The fall -through action applies when you don't match with any of the listed endpoints.
So sometimes you just have an endpoint which is not present in the schema, and you want perhaps to block the request that goes to that endpoint because you don't expect any other endpoint outside of the one you have defined.
And so you will change the fall -through action to block in that case. However, that's not always the case.
Sometimes developers are publishing new endpoints without updating the schema, and perhaps they don't want to break the traffic going to those new endpoints.
So perhaps for the fall-through action, you'd like just to simply allow the request to go to another endpoint.

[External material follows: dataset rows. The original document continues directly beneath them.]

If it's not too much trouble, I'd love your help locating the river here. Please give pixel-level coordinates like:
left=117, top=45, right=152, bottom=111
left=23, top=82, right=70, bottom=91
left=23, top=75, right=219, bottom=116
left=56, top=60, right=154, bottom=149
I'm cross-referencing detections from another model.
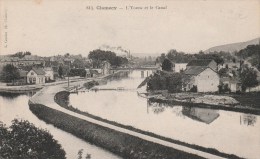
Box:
left=0, top=92, right=119, bottom=159
left=70, top=70, right=260, bottom=158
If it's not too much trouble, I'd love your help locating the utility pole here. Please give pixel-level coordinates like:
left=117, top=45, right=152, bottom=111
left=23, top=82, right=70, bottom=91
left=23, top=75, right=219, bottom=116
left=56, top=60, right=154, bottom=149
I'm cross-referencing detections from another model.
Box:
left=67, top=62, right=70, bottom=89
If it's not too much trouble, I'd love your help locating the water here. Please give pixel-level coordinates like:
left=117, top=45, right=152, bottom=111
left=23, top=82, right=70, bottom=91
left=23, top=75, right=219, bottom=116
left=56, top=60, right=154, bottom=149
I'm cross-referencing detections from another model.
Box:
left=70, top=71, right=260, bottom=158
left=0, top=92, right=119, bottom=159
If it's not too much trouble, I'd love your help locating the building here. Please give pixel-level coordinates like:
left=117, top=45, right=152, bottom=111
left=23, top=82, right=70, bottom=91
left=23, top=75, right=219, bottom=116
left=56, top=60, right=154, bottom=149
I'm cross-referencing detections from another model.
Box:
left=18, top=70, right=28, bottom=85
left=173, top=63, right=188, bottom=72
left=27, top=68, right=45, bottom=84
left=18, top=55, right=45, bottom=66
left=183, top=66, right=220, bottom=92
left=220, top=77, right=242, bottom=92
left=44, top=67, right=54, bottom=82
left=102, top=61, right=111, bottom=75
left=187, top=59, right=218, bottom=71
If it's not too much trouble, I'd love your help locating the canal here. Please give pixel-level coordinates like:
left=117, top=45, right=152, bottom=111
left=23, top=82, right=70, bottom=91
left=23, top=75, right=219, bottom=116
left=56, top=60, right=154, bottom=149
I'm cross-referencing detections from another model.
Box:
left=0, top=92, right=119, bottom=159
left=70, top=70, right=260, bottom=158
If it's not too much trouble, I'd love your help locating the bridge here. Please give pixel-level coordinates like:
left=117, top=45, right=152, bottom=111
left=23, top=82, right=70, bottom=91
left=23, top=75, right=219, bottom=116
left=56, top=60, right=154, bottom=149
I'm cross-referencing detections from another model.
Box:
left=111, top=65, right=160, bottom=70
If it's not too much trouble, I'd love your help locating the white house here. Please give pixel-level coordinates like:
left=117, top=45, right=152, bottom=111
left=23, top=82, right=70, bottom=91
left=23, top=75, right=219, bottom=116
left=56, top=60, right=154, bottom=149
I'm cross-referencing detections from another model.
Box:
left=27, top=68, right=45, bottom=84
left=173, top=63, right=188, bottom=72
left=44, top=67, right=54, bottom=81
left=187, top=59, right=218, bottom=71
left=183, top=66, right=220, bottom=92
left=102, top=61, right=111, bottom=75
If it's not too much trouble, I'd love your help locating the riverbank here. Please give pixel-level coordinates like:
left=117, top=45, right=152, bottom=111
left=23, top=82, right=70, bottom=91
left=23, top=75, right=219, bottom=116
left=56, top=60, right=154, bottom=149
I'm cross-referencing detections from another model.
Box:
left=29, top=104, right=202, bottom=159
left=0, top=78, right=85, bottom=94
left=54, top=91, right=242, bottom=158
left=139, top=91, right=260, bottom=115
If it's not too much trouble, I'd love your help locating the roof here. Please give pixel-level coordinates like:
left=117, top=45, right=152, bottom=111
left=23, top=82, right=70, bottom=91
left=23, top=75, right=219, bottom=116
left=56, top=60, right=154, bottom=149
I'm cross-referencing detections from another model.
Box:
left=32, top=68, right=45, bottom=75
left=19, top=70, right=28, bottom=77
left=184, top=66, right=209, bottom=75
left=89, top=70, right=98, bottom=74
left=187, top=59, right=213, bottom=66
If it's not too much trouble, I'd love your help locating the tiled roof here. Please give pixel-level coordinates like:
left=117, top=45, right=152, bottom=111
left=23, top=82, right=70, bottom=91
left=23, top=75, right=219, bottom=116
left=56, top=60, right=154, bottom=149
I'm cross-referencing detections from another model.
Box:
left=19, top=70, right=28, bottom=77
left=187, top=59, right=212, bottom=66
left=184, top=66, right=208, bottom=75
left=32, top=68, right=45, bottom=75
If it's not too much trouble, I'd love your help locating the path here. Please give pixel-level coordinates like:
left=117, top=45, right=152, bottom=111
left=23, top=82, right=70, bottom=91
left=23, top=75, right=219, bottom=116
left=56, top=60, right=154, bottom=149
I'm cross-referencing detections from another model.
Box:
left=30, top=81, right=225, bottom=159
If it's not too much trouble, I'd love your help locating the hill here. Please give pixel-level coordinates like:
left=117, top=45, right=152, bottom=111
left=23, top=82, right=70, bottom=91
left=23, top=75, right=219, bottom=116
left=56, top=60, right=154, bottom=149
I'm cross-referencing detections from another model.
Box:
left=204, top=38, right=260, bottom=53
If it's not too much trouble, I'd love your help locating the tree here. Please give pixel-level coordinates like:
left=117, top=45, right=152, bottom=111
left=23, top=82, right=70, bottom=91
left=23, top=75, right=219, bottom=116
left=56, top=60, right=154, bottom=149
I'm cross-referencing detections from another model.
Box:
left=72, top=59, right=85, bottom=68
left=162, top=59, right=172, bottom=71
left=58, top=65, right=63, bottom=78
left=0, top=119, right=66, bottom=159
left=240, top=67, right=258, bottom=91
left=218, top=68, right=228, bottom=77
left=88, top=49, right=128, bottom=68
left=1, top=64, right=20, bottom=83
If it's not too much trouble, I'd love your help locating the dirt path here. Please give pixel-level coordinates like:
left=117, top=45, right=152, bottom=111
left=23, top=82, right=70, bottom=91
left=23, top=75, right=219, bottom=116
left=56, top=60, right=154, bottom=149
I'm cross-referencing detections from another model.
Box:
left=30, top=81, right=226, bottom=159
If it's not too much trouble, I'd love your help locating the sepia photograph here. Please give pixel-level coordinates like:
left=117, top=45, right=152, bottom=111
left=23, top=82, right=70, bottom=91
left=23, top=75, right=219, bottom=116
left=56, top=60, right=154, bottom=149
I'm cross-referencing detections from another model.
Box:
left=0, top=0, right=260, bottom=159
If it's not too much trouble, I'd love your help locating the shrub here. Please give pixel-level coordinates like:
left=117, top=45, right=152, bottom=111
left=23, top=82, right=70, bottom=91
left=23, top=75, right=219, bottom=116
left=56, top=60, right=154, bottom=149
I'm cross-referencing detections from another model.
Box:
left=0, top=119, right=66, bottom=159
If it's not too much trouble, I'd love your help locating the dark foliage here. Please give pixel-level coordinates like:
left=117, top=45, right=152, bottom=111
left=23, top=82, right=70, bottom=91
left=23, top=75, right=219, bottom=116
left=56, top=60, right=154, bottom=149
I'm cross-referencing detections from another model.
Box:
left=88, top=49, right=128, bottom=68
left=162, top=59, right=172, bottom=71
left=11, top=51, right=32, bottom=58
left=1, top=64, right=20, bottom=82
left=30, top=104, right=205, bottom=159
left=84, top=81, right=99, bottom=89
left=69, top=68, right=86, bottom=77
left=147, top=72, right=182, bottom=92
left=0, top=119, right=65, bottom=159
left=240, top=67, right=258, bottom=91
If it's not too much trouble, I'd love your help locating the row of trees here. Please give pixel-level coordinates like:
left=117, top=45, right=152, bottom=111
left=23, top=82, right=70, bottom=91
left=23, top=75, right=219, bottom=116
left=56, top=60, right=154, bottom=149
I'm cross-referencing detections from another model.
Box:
left=11, top=51, right=32, bottom=58
left=156, top=49, right=226, bottom=64
left=0, top=64, right=20, bottom=83
left=88, top=49, right=128, bottom=68
left=0, top=119, right=66, bottom=159
left=147, top=72, right=182, bottom=92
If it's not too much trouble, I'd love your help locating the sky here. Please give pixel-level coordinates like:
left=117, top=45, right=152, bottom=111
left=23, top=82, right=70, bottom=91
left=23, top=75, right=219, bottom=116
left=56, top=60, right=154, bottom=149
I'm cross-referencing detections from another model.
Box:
left=0, top=0, right=260, bottom=56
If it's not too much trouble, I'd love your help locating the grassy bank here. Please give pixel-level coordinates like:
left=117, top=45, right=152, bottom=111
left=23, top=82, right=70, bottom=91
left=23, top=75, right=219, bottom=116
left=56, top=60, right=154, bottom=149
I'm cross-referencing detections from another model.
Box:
left=55, top=91, right=242, bottom=158
left=149, top=97, right=260, bottom=115
left=230, top=92, right=260, bottom=109
left=29, top=103, right=205, bottom=159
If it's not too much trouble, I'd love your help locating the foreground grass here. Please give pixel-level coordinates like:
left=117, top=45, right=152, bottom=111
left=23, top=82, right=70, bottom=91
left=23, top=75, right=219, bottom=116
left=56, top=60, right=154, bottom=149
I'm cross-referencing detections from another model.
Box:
left=54, top=91, right=242, bottom=158
left=0, top=119, right=66, bottom=159
left=29, top=103, right=205, bottom=159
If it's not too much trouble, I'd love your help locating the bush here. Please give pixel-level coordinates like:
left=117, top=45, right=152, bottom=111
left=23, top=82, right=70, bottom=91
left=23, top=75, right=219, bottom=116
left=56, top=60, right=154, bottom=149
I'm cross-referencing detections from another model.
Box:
left=84, top=81, right=99, bottom=89
left=190, top=85, right=198, bottom=92
left=0, top=119, right=66, bottom=159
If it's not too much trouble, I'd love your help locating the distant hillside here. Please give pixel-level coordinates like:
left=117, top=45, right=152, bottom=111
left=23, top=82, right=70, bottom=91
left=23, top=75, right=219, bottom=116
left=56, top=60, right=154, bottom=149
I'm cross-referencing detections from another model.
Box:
left=204, top=38, right=260, bottom=53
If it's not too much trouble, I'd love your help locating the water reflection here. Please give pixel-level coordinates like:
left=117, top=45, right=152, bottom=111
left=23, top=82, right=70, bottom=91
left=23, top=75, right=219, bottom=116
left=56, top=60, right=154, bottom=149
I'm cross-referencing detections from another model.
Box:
left=70, top=71, right=260, bottom=158
left=240, top=114, right=257, bottom=126
left=0, top=92, right=119, bottom=159
left=182, top=107, right=219, bottom=124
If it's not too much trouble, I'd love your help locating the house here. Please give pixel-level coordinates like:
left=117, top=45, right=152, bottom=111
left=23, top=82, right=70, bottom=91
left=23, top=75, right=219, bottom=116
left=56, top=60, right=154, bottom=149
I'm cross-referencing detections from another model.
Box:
left=173, top=63, right=188, bottom=72
left=102, top=61, right=111, bottom=75
left=18, top=70, right=28, bottom=85
left=220, top=77, right=242, bottom=92
left=27, top=68, right=45, bottom=84
left=43, top=67, right=54, bottom=82
left=187, top=59, right=218, bottom=71
left=89, top=69, right=100, bottom=77
left=18, top=55, right=45, bottom=66
left=183, top=66, right=220, bottom=92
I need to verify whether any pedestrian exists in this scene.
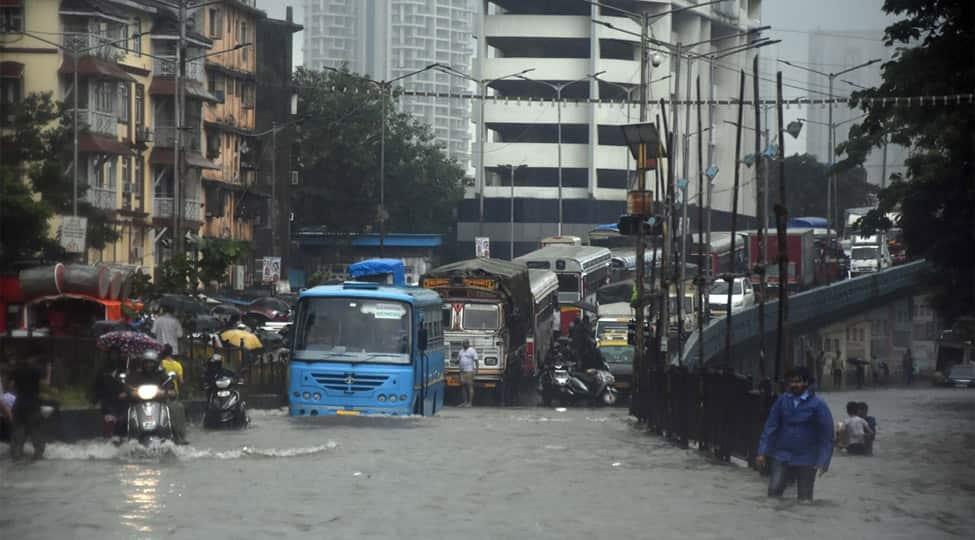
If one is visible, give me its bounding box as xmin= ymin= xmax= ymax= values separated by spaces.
xmin=152 ymin=306 xmax=183 ymax=356
xmin=856 ymin=362 xmax=867 ymax=390
xmin=755 ymin=367 xmax=835 ymax=501
xmin=902 ymin=349 xmax=914 ymax=386
xmin=846 ymin=401 xmax=873 ymax=456
xmin=833 ymin=354 xmax=843 ymax=390
xmin=10 ymin=356 xmax=51 ymax=460
xmin=457 ymin=339 xmax=477 ymax=407
xmin=857 ymin=401 xmax=877 ymax=456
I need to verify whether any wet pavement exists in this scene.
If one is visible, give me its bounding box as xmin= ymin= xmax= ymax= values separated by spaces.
xmin=0 ymin=389 xmax=975 ymax=540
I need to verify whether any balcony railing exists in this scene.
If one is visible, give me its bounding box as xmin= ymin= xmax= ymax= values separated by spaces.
xmin=85 ymin=186 xmax=118 ymax=210
xmin=155 ymin=126 xmax=201 ymax=152
xmin=152 ymin=56 xmax=205 ymax=81
xmin=61 ymin=32 xmax=129 ymax=61
xmin=152 ymin=197 xmax=203 ymax=221
xmin=68 ymin=109 xmax=118 ymax=138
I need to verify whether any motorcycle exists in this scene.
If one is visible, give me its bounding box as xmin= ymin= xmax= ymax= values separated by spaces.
xmin=203 ymin=370 xmax=250 ymax=429
xmin=119 ymin=372 xmax=176 ymax=446
xmin=537 ymin=347 xmax=617 ymax=406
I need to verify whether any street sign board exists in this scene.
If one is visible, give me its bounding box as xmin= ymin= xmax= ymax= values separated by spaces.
xmin=61 ymin=216 xmax=88 ymax=253
xmin=261 ymin=257 xmax=281 ymax=284
xmin=474 ymin=236 xmax=491 ymax=257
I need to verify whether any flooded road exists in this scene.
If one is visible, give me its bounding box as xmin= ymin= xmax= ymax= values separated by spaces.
xmin=0 ymin=389 xmax=975 ymax=539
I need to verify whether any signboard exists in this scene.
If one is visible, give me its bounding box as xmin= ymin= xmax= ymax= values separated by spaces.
xmin=261 ymin=257 xmax=281 ymax=284
xmin=474 ymin=236 xmax=491 ymax=257
xmin=61 ymin=216 xmax=88 ymax=253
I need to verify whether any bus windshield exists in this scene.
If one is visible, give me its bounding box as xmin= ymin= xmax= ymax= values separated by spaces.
xmin=464 ymin=304 xmax=498 ymax=330
xmin=294 ymin=298 xmax=412 ymax=364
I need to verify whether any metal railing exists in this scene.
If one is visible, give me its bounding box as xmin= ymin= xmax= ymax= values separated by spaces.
xmin=152 ymin=197 xmax=203 ymax=221
xmin=68 ymin=109 xmax=118 ymax=138
xmin=85 ymin=186 xmax=118 ymax=210
xmin=61 ymin=32 xmax=126 ymax=61
xmin=154 ymin=126 xmax=201 ymax=152
xmin=152 ymin=56 xmax=206 ymax=81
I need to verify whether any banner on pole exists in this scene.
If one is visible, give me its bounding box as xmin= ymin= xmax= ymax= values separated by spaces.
xmin=60 ymin=216 xmax=88 ymax=253
xmin=474 ymin=236 xmax=491 ymax=258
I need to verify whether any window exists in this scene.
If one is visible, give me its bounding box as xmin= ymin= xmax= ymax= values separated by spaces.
xmin=135 ymin=84 xmax=146 ymax=127
xmin=210 ymin=8 xmax=223 ymax=38
xmin=0 ymin=66 xmax=24 ymax=124
xmin=118 ymin=83 xmax=132 ymax=123
xmin=0 ymin=0 xmax=24 ymax=32
xmin=132 ymin=18 xmax=142 ymax=56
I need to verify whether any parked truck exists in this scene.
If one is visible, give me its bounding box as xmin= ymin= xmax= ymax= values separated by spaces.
xmin=749 ymin=229 xmax=817 ymax=292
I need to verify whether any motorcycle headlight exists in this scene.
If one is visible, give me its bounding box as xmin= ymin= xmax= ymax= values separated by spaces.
xmin=135 ymin=384 xmax=159 ymax=401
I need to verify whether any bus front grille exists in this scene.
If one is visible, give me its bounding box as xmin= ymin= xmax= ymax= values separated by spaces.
xmin=311 ymin=373 xmax=389 ymax=394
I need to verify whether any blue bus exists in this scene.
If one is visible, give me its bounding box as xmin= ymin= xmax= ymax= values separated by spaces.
xmin=288 ymin=282 xmax=444 ymax=416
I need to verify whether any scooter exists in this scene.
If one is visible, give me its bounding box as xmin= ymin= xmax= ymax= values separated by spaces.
xmin=203 ymin=370 xmax=250 ymax=429
xmin=119 ymin=373 xmax=176 ymax=446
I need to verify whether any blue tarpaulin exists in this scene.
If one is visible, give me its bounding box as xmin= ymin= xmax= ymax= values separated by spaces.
xmin=349 ymin=259 xmax=406 ymax=287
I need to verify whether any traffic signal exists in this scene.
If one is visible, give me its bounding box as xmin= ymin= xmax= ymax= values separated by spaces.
xmin=616 ymin=214 xmax=663 ymax=236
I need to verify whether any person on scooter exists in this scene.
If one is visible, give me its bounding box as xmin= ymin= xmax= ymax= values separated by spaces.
xmin=127 ymin=350 xmax=189 ymax=445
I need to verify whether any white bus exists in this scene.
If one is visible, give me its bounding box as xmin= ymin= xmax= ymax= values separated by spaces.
xmin=515 ymin=246 xmax=612 ymax=333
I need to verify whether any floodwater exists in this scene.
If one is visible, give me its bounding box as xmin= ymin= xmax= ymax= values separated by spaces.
xmin=0 ymin=389 xmax=975 ymax=540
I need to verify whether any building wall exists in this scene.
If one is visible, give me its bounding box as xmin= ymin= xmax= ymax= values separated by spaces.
xmin=457 ymin=0 xmax=761 ymax=256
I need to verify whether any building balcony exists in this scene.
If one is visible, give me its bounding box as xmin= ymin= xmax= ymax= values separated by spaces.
xmin=84 ymin=186 xmax=118 ymax=210
xmin=152 ymin=56 xmax=206 ymax=81
xmin=69 ymin=109 xmax=118 ymax=139
xmin=152 ymin=197 xmax=203 ymax=221
xmin=61 ymin=32 xmax=125 ymax=62
xmin=154 ymin=126 xmax=201 ymax=152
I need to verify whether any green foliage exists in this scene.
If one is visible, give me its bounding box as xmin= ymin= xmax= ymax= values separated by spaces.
xmin=769 ymin=154 xmax=878 ymax=225
xmin=839 ymin=0 xmax=975 ymax=322
xmin=0 ymin=92 xmax=119 ymax=267
xmin=292 ymin=68 xmax=464 ymax=232
xmin=197 ymin=238 xmax=251 ymax=286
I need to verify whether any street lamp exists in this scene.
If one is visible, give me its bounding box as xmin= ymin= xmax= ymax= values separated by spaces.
xmin=779 ymin=58 xmax=880 ymax=285
xmin=437 ymin=64 xmax=535 ymax=236
xmin=323 ymin=63 xmax=440 ymax=257
xmin=499 ymin=164 xmax=527 ymax=260
xmin=517 ymin=70 xmax=606 ymax=236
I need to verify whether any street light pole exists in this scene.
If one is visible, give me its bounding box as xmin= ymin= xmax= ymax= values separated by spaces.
xmin=779 ymin=58 xmax=880 ymax=285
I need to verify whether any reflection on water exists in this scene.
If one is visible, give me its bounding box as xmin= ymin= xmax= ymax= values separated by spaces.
xmin=118 ymin=464 xmax=165 ymax=535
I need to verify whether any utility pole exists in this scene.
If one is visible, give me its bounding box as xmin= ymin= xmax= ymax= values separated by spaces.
xmin=752 ymin=54 xmax=768 ymax=380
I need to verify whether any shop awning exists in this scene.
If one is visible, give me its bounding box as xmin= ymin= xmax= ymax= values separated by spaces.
xmin=149 ymin=148 xmax=220 ymax=170
xmin=78 ymin=133 xmax=132 ymax=156
xmin=149 ymin=77 xmax=220 ymax=103
xmin=58 ymin=55 xmax=135 ymax=82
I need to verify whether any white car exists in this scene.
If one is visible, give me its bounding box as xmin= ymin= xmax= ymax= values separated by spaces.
xmin=708 ymin=277 xmax=755 ymax=317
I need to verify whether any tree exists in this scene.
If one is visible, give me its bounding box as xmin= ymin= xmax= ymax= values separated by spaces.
xmin=0 ymin=92 xmax=118 ymax=267
xmin=768 ymin=154 xmax=879 ymax=227
xmin=293 ymin=68 xmax=464 ymax=232
xmin=838 ymin=0 xmax=975 ymax=323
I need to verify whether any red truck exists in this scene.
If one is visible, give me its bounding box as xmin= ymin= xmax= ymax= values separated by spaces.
xmin=748 ymin=229 xmax=816 ymax=292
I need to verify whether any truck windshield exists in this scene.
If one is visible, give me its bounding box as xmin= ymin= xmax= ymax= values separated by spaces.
xmin=852 ymin=246 xmax=880 ymax=261
xmin=464 ymin=304 xmax=498 ymax=330
xmin=294 ymin=298 xmax=412 ymax=364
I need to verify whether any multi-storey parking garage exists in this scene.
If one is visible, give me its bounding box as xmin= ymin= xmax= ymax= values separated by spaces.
xmin=458 ymin=0 xmax=761 ymax=255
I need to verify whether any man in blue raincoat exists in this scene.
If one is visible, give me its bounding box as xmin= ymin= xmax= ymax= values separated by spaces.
xmin=755 ymin=367 xmax=835 ymax=501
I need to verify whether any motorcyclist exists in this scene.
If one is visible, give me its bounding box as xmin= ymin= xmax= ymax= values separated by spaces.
xmin=126 ymin=350 xmax=188 ymax=444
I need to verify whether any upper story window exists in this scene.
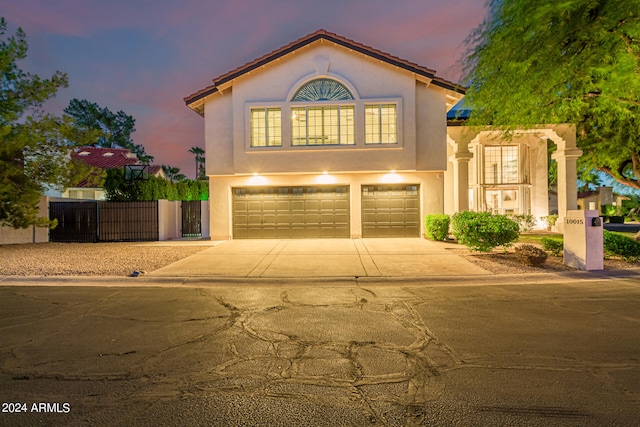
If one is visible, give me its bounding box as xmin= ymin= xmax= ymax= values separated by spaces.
xmin=364 ymin=104 xmax=398 ymax=144
xmin=291 ymin=106 xmax=356 ymax=145
xmin=292 ymin=79 xmax=353 ymax=102
xmin=291 ymin=78 xmax=356 ymax=145
xmin=484 ymin=145 xmax=519 ymax=184
xmin=251 ymin=108 xmax=282 ymax=147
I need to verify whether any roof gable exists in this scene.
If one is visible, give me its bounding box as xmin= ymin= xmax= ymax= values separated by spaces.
xmin=71 ymin=147 xmax=140 ymax=169
xmin=184 ymin=30 xmax=465 ymax=112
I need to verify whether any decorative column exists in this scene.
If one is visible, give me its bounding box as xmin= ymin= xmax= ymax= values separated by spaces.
xmin=551 ymin=146 xmax=582 ymax=233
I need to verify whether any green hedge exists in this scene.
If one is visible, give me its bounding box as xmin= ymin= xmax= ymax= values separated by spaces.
xmin=451 ymin=211 xmax=520 ymax=252
xmin=603 ymin=230 xmax=640 ymax=262
xmin=424 ymin=214 xmax=451 ymax=241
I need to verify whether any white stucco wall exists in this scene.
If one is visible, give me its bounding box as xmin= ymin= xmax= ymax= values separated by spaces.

Of course, in that case, you won't enforce that security model for new endpoints, but at least you won't be blocking or disrupting the traffic to new URLs that perhaps you just launched for testing or for early development.
Let's take a look at an example of an attack we've heard from customers that can be mitigated by this product.
So this is an attack that involves a malformed request and a targeted denial-of-service attack.
So let's assume you have an e-commerce store, or any store for that matter, and you have an endpoint that can be queried to retrieve a balance one account.
In this case, the URL is account balance, as you can see on the right, and then it's a public API.
The payload is expected because you need to provide more information.
And in this case, in the body, in the payload, you will have a field, which is account, which is a number, a set of numbers, and a pin, for example, or any other parameters that you can imagine.
And this request is not authenticated. It's not behind any login endpoint in this case.
So you can't really track the session, for example. So the attack we are seeing happening in this type of situation is that there are distributed attacks made by botnets that send requests with dummy payload, and perhaps they send two, three requests maximum per IP, or per bot.
So each bot has a different IP, and they send a very low rate of requests over time.
And they hit the endpoint and try to basically steal data, or try to exhaust the resources of the particular endpoint or server.
The reason why bots, they use such a small volume of requests is to avoid rate limiting, for example.
So rate limiting usually works when you have a spike of requests coming from the same IP, or the same session, or with the same cookie.
If you see a spike, and you have a threshold, then you can handle that request by limiting or blocking the requests coming from the specific IP.
If you send just a very few requests from the same IP, that's a way to basically fly under the radar.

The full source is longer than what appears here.